Question

Find the percent by mass of tin in the original sample, assuming that it contains no other reducing agents. A sample of impure tin of mass 0.528 g is dissolved in strong acid to give a solution of Sn2+. The solution is then titrated with a 0.0448 M solution of NO3−, which is reduced to NO(g). The equivalence point is reached upon the addition of 4.03×10−2 L of the NO3− solution.

Answer 1

Step-by-step explanation:

The balanced equation for the given reaction is as follows.
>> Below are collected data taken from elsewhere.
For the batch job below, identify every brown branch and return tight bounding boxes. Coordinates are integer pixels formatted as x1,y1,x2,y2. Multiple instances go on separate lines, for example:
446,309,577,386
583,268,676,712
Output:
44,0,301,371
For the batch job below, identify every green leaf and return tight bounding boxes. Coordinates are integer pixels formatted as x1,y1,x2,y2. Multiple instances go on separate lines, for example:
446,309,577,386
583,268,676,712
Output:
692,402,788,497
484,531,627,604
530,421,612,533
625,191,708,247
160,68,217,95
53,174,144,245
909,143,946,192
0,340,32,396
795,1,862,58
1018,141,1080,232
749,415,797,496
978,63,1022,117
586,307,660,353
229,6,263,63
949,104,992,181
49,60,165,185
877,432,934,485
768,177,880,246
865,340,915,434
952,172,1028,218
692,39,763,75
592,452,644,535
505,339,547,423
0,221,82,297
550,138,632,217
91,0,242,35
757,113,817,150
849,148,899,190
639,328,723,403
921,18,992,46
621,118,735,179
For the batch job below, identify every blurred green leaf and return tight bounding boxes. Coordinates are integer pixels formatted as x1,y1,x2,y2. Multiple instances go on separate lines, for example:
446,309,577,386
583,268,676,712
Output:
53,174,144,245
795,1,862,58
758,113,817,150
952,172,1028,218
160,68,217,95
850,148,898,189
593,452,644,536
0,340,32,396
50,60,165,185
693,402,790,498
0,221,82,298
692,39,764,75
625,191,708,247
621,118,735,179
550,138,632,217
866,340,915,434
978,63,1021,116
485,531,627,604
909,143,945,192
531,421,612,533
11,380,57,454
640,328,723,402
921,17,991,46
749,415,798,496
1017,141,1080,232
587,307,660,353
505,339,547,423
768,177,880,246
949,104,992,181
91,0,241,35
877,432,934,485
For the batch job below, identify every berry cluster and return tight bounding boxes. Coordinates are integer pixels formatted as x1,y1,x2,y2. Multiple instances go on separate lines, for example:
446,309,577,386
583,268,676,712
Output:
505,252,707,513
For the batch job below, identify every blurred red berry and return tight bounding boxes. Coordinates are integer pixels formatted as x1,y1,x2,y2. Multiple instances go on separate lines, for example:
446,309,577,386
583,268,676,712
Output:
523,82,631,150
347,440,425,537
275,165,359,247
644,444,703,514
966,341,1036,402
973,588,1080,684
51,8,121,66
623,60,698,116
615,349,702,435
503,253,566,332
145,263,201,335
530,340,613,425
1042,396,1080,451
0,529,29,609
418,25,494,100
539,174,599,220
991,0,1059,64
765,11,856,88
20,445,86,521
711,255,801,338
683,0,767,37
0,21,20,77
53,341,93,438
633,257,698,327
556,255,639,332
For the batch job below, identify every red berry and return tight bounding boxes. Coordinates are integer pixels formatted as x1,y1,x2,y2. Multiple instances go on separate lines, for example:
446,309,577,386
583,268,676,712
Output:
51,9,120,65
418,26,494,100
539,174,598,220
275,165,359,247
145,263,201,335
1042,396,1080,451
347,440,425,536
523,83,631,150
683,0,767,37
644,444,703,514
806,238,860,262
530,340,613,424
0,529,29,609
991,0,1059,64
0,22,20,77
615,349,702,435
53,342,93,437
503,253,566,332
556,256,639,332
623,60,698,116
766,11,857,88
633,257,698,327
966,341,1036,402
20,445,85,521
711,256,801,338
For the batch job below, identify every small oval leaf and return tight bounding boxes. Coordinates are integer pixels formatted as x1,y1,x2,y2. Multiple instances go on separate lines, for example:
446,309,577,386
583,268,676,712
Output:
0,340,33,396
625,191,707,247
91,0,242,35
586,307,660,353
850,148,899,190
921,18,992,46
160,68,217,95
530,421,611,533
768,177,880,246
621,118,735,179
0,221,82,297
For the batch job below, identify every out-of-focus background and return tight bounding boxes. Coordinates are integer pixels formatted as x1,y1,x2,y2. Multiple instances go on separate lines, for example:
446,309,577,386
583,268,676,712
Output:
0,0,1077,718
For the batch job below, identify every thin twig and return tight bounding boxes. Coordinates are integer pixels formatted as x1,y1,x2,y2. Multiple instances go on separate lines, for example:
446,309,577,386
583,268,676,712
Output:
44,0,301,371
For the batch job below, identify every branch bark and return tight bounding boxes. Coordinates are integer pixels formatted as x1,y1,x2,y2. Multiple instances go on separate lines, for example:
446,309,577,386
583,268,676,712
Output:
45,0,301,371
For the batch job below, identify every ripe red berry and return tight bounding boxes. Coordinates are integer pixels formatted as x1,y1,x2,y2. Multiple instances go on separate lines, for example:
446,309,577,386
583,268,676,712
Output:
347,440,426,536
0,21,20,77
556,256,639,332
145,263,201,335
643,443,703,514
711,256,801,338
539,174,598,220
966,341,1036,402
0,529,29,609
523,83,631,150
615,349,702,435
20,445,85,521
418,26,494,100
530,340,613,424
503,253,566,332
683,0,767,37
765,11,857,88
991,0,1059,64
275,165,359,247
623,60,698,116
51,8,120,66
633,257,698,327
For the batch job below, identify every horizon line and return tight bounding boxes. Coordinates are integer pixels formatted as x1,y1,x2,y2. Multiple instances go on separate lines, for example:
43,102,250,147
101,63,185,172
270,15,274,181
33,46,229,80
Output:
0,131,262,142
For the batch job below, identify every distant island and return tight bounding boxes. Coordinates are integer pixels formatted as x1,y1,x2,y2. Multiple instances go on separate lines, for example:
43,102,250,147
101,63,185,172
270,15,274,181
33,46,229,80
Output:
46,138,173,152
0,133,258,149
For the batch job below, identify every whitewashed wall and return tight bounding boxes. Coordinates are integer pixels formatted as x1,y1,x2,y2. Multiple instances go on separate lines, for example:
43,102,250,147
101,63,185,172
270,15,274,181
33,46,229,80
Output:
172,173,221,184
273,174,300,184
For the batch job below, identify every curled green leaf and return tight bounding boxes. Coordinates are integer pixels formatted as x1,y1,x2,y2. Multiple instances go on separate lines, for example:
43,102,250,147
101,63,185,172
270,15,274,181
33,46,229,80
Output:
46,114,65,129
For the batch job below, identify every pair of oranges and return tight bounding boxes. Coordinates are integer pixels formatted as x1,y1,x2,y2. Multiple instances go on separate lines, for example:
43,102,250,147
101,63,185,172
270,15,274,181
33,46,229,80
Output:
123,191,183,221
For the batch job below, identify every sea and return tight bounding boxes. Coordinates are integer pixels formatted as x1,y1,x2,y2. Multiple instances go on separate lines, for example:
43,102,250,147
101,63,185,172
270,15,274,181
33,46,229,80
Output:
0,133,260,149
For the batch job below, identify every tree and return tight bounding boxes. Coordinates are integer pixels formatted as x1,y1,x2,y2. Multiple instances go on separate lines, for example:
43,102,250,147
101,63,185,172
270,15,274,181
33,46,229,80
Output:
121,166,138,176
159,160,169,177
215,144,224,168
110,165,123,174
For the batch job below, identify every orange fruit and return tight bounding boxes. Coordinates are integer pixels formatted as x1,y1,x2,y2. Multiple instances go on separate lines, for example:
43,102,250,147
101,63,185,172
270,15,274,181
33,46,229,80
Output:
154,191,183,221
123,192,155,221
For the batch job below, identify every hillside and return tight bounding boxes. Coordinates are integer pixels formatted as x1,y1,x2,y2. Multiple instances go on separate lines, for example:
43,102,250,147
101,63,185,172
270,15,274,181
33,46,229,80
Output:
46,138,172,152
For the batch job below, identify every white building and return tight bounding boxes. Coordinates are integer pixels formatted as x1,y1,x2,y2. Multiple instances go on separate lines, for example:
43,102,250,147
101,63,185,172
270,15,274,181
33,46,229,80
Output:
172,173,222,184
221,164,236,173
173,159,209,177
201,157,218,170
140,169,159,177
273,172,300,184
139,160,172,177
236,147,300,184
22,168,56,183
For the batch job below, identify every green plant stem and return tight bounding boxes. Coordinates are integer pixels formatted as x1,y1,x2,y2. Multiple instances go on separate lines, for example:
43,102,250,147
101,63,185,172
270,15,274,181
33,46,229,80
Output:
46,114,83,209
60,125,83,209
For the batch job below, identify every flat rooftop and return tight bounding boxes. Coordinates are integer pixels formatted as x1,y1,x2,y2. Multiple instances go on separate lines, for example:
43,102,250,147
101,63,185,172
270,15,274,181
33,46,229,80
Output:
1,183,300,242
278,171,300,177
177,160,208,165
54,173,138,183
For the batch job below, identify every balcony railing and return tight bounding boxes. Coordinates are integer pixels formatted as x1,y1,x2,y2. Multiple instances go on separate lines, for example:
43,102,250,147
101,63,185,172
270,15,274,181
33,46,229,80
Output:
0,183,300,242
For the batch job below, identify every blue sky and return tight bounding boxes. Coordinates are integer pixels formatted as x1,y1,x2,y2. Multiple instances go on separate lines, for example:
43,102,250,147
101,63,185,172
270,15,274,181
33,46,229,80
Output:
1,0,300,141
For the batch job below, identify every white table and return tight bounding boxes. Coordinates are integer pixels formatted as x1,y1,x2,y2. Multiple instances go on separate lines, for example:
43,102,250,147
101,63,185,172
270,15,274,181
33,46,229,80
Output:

`2NO^(-)_(3)(aq) + 3Sn^(2+)(aq) + 8H^(+) \rightarrow 2NO(g) + 3Sn^(4+) + 4H_(2)O`

Number of moles of
`NO^(-)_(3)` consumed will be calculated as follows.

No. of moles =
`Molarity * {\text{volume in L}}`

=
`0.0448 M * 4.03 * 10^(-2) L`

=
`0.181 * 10^(-2) mol`

From the balanced equation, we get to know that 2 moles of
`NO^(-)_(3)` reacts with 3 moles of
`Sn^(2+)` .

`0.181 * 10^(-2)` moles of
`NO^(-)_(3)` reacts with M moles of
`Sn^(2+)`.

M =
`(0.181 * 10^(-2)mol)/(2)`

=
`0.09 * 10^(-2) mol`

It is known that molar mass of tin is 118.71 g/mol. Hence, mass of Sn reacted will be as follows.

m =
`0.09 * 10^(-2)mol * 118.71 g/mol`

=
`10.68 * 10^(-2) g`

So, percent mass of tin in the original sample =
`\frac{\text{mass of tin reacted}}{\text{mass of sample}} * 100`

=
`(10.68 * 10^(-2) g)/(0.528 g) * 100`

= 20.23 %

Thus, we can conclude that mass of tin is 20.23 %.